While France celebrated its conquests abroad, at home the nation edged towards civil war over a case of grotesque injustice. On 5 January 1895, a Jewish officer, Captain Alfred Dreyfus, son of a self-made Alsatian textile manufacturer, was found guilty of spying for Germany and sentenced to life on the hellish Devil’s Island off French Guiana. Yet the army command knew that he was innocent and knew the identity of the real culprit, an aristocratic officer. The Dreyfusard novelist Zola exposed the outrage in ‘J’accuse’, an open letter to the president – for which the novelist may have been poisoned by anti-Dreyfusards. The army falsified more evidence, finding Dreyfus guilty again, but the president pardoned him. L’affaire Dreyfus had exposed the fragility of France – and the special role of the army in holding together patrie and empire.*

The British too were seizing as much as they could – as cheaply as possible – through the usual armed companies. ‘British policy,’ said the prime minister, the marquess of Salisbury, formerly Disraeli’s foreign secretary, ‘is to drift lazily downstream occasionally putting out a boathook to avoid collision.’ But his hand was repeatedly forced by imperialistic ministers and entrepreneurial conquistadors. In east Africa, when the empire-building kabaka Mutesa died in 1884, his son’s murder of Christian converts provoked a dynamic British merchant-soldier, Frederick Lugard, yet another vicar’s son, veteran of the Afghan and Sudan wars, to outmanoeuvre the German psychopath Peters and take control of Uganda; his successors added the Kikuyu lands (Kenya). When the sultan of Zanzibar, Khalid, poisoned his British-backed uncle Bargush and defied the British, the Royal Navy opened fire as 150 marines stormed the palace and overthrew him in thirty-eight minutes – the shortest war in history. Khalid’s successors agreed to Zanzibar becoming a British protectorate, freed 60,000 slaves and kept their throne.

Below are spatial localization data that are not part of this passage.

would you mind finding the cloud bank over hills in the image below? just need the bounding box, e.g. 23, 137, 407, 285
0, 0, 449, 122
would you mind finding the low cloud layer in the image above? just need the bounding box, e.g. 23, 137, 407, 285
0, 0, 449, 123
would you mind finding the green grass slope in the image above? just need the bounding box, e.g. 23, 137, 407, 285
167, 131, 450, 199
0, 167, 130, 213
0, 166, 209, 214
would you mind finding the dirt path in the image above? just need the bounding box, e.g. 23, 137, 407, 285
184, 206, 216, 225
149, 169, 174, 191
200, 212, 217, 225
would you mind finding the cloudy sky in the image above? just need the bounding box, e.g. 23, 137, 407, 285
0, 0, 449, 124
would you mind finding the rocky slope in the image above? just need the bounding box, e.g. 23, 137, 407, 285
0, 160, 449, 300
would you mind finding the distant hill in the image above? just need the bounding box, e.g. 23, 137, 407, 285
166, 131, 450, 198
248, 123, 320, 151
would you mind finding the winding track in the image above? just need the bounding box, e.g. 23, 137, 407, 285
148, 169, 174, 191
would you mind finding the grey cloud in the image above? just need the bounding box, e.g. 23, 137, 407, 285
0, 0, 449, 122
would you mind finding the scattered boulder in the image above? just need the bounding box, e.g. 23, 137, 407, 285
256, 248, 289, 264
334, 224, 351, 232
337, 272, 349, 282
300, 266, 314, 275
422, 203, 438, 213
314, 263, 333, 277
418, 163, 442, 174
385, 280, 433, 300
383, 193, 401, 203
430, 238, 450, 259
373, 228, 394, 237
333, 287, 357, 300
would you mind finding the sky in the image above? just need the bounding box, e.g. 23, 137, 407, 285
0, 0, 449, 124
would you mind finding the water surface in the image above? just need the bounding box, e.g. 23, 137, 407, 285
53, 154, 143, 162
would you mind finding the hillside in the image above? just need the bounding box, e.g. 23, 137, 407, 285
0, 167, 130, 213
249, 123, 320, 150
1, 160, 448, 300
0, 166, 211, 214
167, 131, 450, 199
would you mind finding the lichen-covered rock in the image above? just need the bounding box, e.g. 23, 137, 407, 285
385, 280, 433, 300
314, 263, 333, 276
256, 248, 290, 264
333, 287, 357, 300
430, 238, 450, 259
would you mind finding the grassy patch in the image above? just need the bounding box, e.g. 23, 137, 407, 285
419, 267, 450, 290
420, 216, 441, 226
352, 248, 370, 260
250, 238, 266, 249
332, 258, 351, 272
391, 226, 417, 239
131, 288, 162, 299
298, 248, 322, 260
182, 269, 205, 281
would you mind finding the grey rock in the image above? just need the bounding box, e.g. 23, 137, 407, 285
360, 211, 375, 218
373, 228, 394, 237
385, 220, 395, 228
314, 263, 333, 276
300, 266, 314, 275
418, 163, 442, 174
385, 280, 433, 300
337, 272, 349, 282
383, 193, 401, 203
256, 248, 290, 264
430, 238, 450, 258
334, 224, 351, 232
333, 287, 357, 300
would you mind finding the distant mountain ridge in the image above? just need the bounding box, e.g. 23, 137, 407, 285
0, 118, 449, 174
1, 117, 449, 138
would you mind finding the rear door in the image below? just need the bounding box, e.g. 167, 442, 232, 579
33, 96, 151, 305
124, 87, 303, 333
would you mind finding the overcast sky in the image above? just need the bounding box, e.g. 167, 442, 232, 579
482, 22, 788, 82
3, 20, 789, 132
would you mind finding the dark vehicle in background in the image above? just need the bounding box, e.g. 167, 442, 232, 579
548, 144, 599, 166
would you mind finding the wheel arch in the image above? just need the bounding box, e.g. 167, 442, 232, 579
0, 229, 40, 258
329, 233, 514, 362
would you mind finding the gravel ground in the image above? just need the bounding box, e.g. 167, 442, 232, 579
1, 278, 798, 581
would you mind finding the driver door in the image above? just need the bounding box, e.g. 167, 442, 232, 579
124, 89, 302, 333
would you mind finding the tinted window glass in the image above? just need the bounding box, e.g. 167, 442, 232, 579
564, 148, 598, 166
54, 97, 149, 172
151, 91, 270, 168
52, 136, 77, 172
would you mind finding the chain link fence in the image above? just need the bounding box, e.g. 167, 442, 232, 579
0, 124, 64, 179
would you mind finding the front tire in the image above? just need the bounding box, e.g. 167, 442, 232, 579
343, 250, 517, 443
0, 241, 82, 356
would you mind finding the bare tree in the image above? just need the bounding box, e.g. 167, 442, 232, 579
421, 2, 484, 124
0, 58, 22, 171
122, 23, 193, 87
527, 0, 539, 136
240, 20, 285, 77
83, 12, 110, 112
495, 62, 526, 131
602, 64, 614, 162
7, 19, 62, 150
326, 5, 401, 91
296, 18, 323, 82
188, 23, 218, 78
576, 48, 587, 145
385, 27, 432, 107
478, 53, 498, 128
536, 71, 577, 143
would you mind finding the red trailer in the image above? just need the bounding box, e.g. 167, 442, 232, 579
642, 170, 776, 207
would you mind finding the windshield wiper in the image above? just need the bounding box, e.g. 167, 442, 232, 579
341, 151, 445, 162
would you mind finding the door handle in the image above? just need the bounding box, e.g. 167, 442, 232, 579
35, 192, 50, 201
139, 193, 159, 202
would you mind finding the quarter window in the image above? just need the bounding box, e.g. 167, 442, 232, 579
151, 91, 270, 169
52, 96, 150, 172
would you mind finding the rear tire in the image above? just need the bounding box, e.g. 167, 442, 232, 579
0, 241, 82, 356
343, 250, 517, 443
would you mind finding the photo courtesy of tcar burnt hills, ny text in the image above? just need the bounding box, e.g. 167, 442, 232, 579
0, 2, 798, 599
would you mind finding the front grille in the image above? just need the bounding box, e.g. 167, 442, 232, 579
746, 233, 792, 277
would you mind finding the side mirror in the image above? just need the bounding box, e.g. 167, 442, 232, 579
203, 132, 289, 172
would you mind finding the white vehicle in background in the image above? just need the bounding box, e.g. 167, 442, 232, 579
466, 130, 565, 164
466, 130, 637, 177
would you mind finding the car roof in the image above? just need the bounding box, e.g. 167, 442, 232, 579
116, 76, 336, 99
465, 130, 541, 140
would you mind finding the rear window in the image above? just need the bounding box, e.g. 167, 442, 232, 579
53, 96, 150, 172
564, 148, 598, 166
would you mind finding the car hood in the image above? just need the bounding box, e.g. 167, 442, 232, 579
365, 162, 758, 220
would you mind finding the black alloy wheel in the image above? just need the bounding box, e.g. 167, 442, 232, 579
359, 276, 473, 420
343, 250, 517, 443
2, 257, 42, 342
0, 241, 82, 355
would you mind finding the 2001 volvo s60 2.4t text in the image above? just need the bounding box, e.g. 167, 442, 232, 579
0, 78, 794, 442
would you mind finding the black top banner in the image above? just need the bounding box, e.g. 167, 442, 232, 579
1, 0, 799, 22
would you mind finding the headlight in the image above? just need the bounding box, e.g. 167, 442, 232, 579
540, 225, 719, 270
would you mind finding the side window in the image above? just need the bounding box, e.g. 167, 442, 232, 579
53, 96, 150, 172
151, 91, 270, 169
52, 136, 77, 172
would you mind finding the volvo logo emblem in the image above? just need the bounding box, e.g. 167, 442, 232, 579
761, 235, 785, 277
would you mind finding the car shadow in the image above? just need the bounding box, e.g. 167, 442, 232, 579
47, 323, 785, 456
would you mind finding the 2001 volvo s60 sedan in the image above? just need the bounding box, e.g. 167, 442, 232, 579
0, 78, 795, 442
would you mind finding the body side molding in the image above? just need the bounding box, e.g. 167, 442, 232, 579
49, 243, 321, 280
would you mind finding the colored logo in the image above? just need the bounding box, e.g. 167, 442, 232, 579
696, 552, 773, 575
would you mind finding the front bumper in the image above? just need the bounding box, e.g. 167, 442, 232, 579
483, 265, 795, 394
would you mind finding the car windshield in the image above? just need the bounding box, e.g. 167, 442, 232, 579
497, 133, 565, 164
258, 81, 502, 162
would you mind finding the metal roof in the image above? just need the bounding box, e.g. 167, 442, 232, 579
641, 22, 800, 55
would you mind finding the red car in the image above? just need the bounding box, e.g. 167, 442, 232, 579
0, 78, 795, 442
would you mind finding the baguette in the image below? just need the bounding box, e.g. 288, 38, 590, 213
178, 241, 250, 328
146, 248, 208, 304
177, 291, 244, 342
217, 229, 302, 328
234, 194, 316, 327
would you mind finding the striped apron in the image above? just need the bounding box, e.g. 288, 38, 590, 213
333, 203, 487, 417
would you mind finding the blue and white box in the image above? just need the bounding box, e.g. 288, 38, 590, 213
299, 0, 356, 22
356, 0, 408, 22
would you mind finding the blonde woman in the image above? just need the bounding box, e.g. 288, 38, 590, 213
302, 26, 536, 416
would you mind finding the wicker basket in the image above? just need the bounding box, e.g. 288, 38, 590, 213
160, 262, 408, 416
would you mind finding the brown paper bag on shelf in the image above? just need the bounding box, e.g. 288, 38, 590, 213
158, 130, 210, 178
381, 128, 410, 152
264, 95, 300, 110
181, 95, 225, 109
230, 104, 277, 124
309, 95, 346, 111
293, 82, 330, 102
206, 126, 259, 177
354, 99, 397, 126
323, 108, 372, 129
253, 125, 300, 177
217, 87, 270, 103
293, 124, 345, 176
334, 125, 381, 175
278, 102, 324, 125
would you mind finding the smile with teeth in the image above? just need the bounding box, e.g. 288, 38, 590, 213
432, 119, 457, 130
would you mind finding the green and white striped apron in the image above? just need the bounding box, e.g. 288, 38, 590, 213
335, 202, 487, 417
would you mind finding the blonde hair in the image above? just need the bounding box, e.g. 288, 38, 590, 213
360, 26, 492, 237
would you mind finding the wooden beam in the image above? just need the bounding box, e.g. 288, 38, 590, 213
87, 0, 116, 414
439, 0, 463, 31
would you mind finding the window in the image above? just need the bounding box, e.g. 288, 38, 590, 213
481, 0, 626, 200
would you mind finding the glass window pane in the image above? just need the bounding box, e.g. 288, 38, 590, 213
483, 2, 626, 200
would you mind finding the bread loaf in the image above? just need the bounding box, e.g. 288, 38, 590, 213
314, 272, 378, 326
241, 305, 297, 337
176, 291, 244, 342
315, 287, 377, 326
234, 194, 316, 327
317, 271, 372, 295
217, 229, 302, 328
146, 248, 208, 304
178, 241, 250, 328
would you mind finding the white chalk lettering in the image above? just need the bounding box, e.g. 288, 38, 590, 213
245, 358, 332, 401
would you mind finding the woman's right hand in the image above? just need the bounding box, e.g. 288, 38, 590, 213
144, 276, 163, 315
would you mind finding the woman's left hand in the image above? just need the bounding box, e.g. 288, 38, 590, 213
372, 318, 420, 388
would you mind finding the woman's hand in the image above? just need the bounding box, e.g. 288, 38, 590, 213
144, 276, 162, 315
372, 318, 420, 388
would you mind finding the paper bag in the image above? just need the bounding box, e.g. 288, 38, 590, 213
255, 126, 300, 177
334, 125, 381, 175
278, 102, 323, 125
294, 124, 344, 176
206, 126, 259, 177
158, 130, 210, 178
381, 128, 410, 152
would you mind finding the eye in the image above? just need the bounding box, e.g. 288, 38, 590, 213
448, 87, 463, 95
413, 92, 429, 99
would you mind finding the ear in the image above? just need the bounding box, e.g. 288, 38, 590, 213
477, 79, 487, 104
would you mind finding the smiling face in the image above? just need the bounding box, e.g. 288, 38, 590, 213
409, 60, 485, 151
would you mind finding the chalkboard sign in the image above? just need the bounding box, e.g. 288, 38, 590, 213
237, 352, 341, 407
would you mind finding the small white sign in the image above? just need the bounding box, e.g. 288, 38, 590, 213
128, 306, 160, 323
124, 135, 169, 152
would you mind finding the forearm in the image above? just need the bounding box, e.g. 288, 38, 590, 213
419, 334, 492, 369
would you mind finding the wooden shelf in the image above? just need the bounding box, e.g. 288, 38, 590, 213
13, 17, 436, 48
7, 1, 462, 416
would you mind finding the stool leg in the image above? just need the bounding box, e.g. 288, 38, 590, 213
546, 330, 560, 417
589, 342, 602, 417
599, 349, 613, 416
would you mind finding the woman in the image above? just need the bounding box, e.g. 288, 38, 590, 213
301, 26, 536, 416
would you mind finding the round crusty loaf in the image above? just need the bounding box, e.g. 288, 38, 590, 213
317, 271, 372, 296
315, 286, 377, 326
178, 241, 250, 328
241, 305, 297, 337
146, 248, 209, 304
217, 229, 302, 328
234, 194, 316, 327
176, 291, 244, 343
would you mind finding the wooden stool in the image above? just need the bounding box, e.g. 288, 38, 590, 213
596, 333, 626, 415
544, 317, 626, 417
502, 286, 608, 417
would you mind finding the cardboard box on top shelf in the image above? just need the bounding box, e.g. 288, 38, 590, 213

In west Africa, a secretive, sex-obsessed, hard-drinking Scottish-Manx merchant, Sir George Goldie, was conquering an empire north of the British colony of Lagos. ‘I conceived the ambition of adding the region of Niger to the British empire,’ said Goldie, who had once lived ‘a life of dissipation’, including some years with an Arab paramour in Egypt. On African visits, he fathered children with an Igbo woman. He was a master of political canvassing, orchestrating a charter for his Royal Niger Company on the Niger River run by Lugard, fresh from the conquest of Uganda, enforced by the Royal Niger Constabulary, a militia of British officers and African auxiliaries, which regularly launched raids and executed any opposition. The prize was palm oil, which was used to make industrial lubricant and soap.

In 1895, in the Gold Coast, the British forced a protectorate on the asantehene Agyeman Prempeh, who was exiled to the Seychelles. But just five years later the crassness of a British governor demanding to sit on the sacred Golden Stool of the Asante sparked a rebellion led, in the absence of the asantehene, by a sixty-year-old female leader, Yaa Asantewaa, queen mother of the Fon fiefdom of Ejisu, who took command of 12,000 Asante warriors. After ferocious fighting, she was captured, but the Golden Stool remained hidden.*

In 1897, Goldie’s militia attacked and conquered the two amirates of Bida and Ilorin, partly to stop their slaving raids but also to beat the French. The next year, Goldie advised London to conquer the northern slave-owning emirates of Sokoto, and then to merge the multi-ethnic, multi-religious region into one colony. He was bought out (his company later became the conglomerate Unilever), but his plan was executed: Lugard and his West Africa Frontier Force conquered Sokoto, liberating two million slaves. It was Lugard’s wife, Flora Shaw, who argued that the colony should be called Nigeria, of which he became the first governor-general.

By now, France ruled the largest portion of Africa, followed by Britain. In terms of population, Britain ruled almost 30 per cent of Africans, France 15 per cent. The more aggressive imperialists in both countries aspired to contiguous empires: the French east–west, from Senegal to the French colony of Djibouti; the British north–south, from the Cape to Cairo. But their visions were about to clash.